ECP raises $613m for third African fund

The private equity firm has closed its Africa Fund III short of its original $1bn target size.

Private equity firm Emerging Capital Partners has rounded up $613 million in commitments for Africa Fund III, which originally went to market in 2008 with a $1 billion target.

The fund had an “initial capitalisation of $310 million”, according to 2008 documents on the website of the Overseas Private Investment Corporation (OPIC), which committed $60 million.

ECP was unavailable to comment at press time.

The firm said in a statement that the fund close represented one of the largest Africa-focused private equity funds raised to date. Its prior vehicle closed on $523 million in May 2007.

Returning investors committed $450 million of the total capital raised for Africa Fund III. These included the African Development Bank, the International Finance Corporation, OPIC and CDC, and the UK government-backed development finance institution. The remainder of the fund received commitment from new investors, including pan-African fund of funds manager, South Suez.

ECP has invested $180 million from its Africa Fund III in four separate investments: Financial Bank, which provides banking services across Central and West Africa; Wananchi Group, a television and internet provider in East Africa; Groupe NSIA, an insurance provider in West and Central Africa; and Madagascar and Cote d’Ivoire-based canned tuna provider Thunnus Overseas Group.

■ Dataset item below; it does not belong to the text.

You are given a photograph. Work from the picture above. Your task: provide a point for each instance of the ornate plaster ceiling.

The fund will continue ECP’s investment strategy of seeking controlling stakes or minority positions in high growth companies via equity and quasi-equity investments. The fund will additionally target a wide-range of sectors including telecommunications, natural resources, financial services, agriculture, transportation and utility businesses.

‘’Investors can see development models that were successful in India, Brazil and Mexico and project that growth onto Africa,’’ said co-chief executive officer of ECP, Vincent Le Guennou, in a statement.

In 2008, roughly 85 million African households earned an annual income of $5,000 or more. That number is expected to climb over 50 percent over the next 10 years to 128 million households. By 2030, the continent’s top 18 cities could have a combined spending power of $1.3 trillion, according to the McKinsey Global Institute. 

Washington DC-based ECP is an international private equity firm focused on investments across the African continent. Created in 2000, the firm manages seven funds across 40 African countries. The closing of Africa Fund III brings the firm’s total capital raised to $1.8 billion, with roughly $1 billion of capital invested to date.